The resulting pepXML files will be used to generate final peptide probabilities in the "gather all peptides" step of the Atlas build process below.
Combine all pepXML files for project using iProphet, then run ProteinProphet
First create a directory for your project in your data area, for ample disk space. Run on regis9 for ample memory.
$ ssh regis9 $ cd /regis/data3/tfarrah/search $ mkdir HsUrine; cd HsUrine; mkdir MultipleExps; cd MultipleExps; mkdir iProphet; cd iProphet $ iProphet /regis/sbeams/archive/{phaller,youngah}/*Urine*/*/{XTK,SPC,SEQ}*/interact-prob.pep.xml $ ProteinProphet interact-combined.pep.xml interact-combined.prot.xml UNMAPPED NORMPROTLEN PROTLEN MININDEP0.2 IPROPHET > & ProteinProphet.out
Combining all pepXML files may not be feasible with many and/or large files. In that case, you will need to run iProphet on the experiments in batches, then run ProteinProphet on all the resulting pepXML files combined. Consult David S. for advice.

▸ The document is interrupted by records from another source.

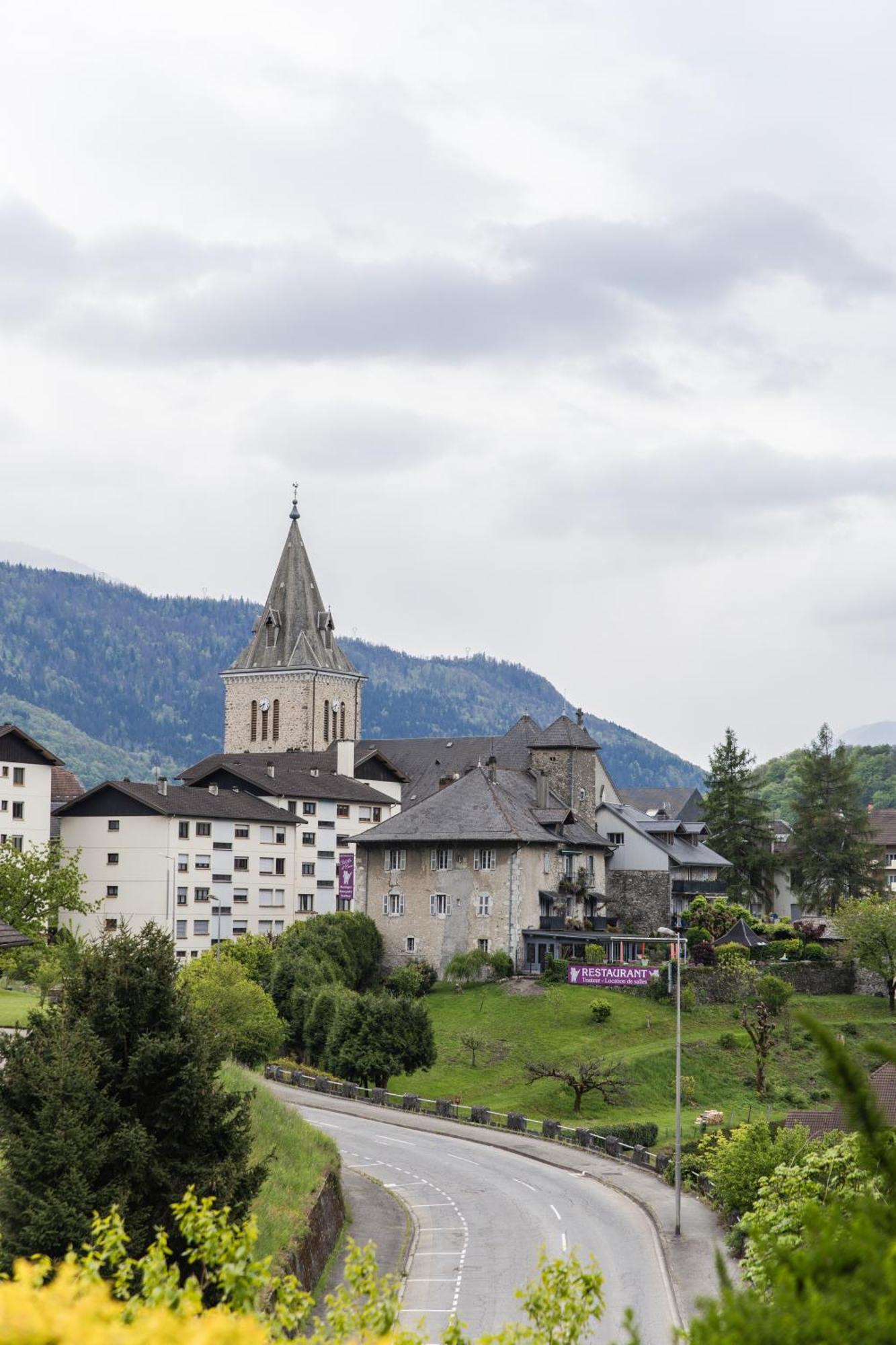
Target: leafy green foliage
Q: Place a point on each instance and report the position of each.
(739, 822)
(239, 1013)
(36, 884)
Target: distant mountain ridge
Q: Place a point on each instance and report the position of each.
(116, 681)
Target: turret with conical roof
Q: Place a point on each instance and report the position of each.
(292, 688)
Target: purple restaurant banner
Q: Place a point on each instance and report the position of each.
(346, 878)
(612, 976)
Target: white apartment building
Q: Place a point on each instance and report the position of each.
(26, 774)
(206, 864)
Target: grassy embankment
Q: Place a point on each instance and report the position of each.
(299, 1157)
(15, 1007)
(556, 1026)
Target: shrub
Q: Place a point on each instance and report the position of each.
(731, 956)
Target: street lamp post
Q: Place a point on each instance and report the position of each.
(676, 935)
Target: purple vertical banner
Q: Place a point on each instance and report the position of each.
(346, 878)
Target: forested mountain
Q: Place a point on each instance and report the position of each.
(116, 681)
(874, 767)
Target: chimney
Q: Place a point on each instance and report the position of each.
(541, 790)
(346, 758)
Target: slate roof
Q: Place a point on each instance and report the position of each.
(478, 809)
(564, 734)
(184, 802)
(296, 614)
(681, 802)
(6, 730)
(292, 778)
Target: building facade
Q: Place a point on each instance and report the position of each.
(26, 789)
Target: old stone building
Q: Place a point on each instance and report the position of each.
(292, 688)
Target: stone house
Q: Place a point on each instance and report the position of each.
(493, 860)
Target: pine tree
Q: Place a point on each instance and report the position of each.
(739, 822)
(830, 852)
(146, 1117)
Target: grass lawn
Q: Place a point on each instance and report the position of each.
(15, 1007)
(299, 1157)
(556, 1026)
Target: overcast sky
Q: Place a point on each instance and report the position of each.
(573, 321)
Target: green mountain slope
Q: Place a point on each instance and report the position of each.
(93, 668)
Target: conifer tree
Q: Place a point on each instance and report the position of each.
(830, 852)
(739, 824)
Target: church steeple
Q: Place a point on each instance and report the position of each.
(295, 666)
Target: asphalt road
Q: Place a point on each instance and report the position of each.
(483, 1217)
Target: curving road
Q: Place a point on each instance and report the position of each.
(485, 1214)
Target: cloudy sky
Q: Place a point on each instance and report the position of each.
(573, 321)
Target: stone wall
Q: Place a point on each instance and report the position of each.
(639, 899)
(307, 1256)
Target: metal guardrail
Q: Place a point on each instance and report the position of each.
(577, 1137)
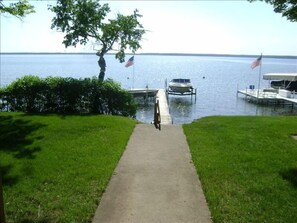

The purpose of the ProteinProphet run is to adjust the probabilities of all the peptides according to NSP (number of sibling peptides). The adjusted probabilities are not used directly, but are used to generate a multiplicative factor for each peptide which is then applied to the iProphet probability for each observation of that peptide. In particular, it is important to note that, as of January 2009, ProteinProphet protein probabilities are not displayed or used in any way in the PeptideAtlas. This is because these probabilities are, for large datasets, overly optimistic.
Obtain search batch IDs for each experiment.
Run PeptideAtlas build "pipeline".
Scripts can be found in /net/db/projects/PeptideAtlas/pipeline/run_scripts. Each script ultimately calls /net/db/projects/PeptideAtlas/pipeline/run_scripts/run_Master_current.csh, and this is where the meat of the pipeline resides.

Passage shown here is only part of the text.